Spring brings new life to Maplehurst Farms

While the weather outside may not be the most spring-like, farm animals certainly know the season has arrived and are greeting it in the usual way: by giving birth. It's baby season at Maplehurst Farms in Colpitt's Settlement, near Salisbury, where owners, Jason Beaton and his wife, Stephanie Roberston, and their two children are busy with the new arrivals.

Visitors flock to family farm as birthing season arrives for cows, sheep, pigs and rabbits

One of many baby bunnies born at Maplehurst Farms this spring. (Facebook)

While the weather outside may not be the most spring-like, farm animals certainly know the season has arrived and are greeting it in the usual way: by giving birth.

It's baby season at Maplehurst Farms in Colpitts Settlement, near Salisbury, where owner, Jason Beaton and his wife, Stephanie Roberston, and their two children are busy with the new arrivals.

"We've got some new lambs and some bunnies and some new piglets," said Beaton, speaking to Shift New Brunswick on CBC Radio One.

Baby lambs don't stray too far from their mother at Jason Beaton's farm in Colpitts Settlement. (Facebook)
Spring is "the best time of the year with all the new critters around," he said, with his cows also set to calve any day.

And of course the rabbits breed like, well, rabbits. "They come pretty regularly," Beaton said.

All of this new life has meant for a busy time down on the farm, but not because he's busy with midwifery. Beaton said taking care of all the newborns it's not as much work as one might think.

"The mothers are fairly self-sustaining. It's pretty neat to see how mothering is ingrained in the animals right from birth."

What does keep them busy is the company: the visitors who come to see the animals and get a chance to hold a piglet or baby bunny.
A sow and her piglets. While the babies only weigh a few pounds, Jason Beaton says the sow can get up to 600 pounds and the boar weighs about 1,000 pounds. (Facebook)

"March break was pretty much a steady stream for us," said Beaton.
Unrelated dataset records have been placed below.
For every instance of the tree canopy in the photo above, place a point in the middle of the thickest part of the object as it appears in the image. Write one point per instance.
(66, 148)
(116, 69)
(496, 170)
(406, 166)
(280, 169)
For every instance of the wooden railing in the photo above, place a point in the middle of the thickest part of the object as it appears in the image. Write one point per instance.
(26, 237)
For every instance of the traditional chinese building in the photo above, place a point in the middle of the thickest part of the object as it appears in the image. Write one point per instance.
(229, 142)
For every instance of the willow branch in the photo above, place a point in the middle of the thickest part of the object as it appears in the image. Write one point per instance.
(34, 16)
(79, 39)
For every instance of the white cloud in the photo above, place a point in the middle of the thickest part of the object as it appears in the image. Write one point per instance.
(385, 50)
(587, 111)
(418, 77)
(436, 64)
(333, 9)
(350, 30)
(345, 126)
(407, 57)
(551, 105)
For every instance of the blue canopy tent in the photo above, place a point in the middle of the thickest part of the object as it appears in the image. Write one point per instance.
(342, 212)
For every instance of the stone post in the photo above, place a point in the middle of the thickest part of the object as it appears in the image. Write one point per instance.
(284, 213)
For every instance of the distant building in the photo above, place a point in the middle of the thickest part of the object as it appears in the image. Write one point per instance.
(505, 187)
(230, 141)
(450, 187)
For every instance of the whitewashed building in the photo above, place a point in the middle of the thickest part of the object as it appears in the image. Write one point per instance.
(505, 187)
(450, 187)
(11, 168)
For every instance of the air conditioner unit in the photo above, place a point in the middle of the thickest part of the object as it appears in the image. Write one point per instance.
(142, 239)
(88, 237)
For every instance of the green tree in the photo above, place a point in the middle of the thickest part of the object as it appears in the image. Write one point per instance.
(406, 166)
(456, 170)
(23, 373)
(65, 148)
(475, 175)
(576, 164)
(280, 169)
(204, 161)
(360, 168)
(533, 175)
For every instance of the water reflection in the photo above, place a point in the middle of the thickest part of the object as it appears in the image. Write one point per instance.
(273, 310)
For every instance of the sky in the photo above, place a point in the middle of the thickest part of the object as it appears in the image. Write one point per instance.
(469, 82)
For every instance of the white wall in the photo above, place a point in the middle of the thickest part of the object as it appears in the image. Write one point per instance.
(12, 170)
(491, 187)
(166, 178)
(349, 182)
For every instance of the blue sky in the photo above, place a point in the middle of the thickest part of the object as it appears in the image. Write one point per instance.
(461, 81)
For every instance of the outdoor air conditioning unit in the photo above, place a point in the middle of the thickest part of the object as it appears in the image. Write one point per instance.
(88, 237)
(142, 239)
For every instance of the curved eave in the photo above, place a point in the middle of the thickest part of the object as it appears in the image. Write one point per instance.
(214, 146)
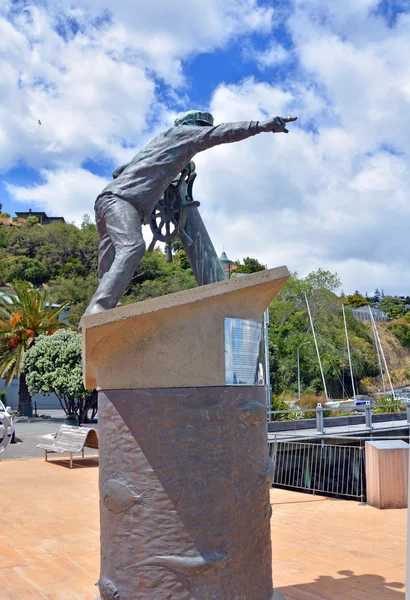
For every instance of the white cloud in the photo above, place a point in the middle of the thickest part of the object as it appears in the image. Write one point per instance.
(332, 194)
(307, 200)
(274, 54)
(95, 91)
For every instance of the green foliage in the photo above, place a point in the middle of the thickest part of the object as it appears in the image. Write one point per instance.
(25, 313)
(401, 329)
(62, 247)
(54, 365)
(279, 404)
(355, 300)
(31, 221)
(249, 265)
(156, 277)
(74, 291)
(21, 268)
(290, 327)
(393, 306)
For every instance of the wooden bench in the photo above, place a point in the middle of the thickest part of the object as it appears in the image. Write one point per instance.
(73, 440)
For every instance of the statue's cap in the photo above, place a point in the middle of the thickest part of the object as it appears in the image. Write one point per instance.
(194, 116)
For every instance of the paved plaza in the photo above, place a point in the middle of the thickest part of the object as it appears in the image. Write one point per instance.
(324, 549)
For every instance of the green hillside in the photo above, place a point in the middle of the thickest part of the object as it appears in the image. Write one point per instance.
(63, 258)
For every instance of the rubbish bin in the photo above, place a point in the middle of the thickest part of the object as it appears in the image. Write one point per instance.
(71, 420)
(28, 410)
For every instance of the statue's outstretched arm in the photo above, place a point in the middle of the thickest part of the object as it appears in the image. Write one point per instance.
(206, 137)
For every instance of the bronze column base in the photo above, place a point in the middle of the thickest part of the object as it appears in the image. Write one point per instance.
(184, 488)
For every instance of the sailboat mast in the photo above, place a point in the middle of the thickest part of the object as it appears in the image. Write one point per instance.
(317, 348)
(377, 348)
(382, 353)
(348, 352)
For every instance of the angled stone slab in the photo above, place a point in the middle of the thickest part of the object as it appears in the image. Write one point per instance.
(173, 341)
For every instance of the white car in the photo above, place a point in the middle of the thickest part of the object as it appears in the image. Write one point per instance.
(5, 411)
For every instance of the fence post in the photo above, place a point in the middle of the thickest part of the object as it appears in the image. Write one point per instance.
(368, 416)
(319, 418)
(407, 403)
"Really, people don't see this stuff anymore. It is a bygone type of farming where people come and they've never seen a full-size pig. That's one thing people always are astounded at is how big pigs get."

Beaton said his boar weighs about 1,000 pounds.

"I'm five-foot-foot-nine and he comes up basically to my sternum. They get big."

Beaton said one sign of spring that hasn't yet arrived is green pasture so the animals can be turned out of the barn they've been living in all winter and start grazing on grass, instead of hay.

"It was actually starting to somewhat green-up in some of the fields and stuff until this last bit of snow, so we're hoping, couple of weeks, maybe three to four weeks tops."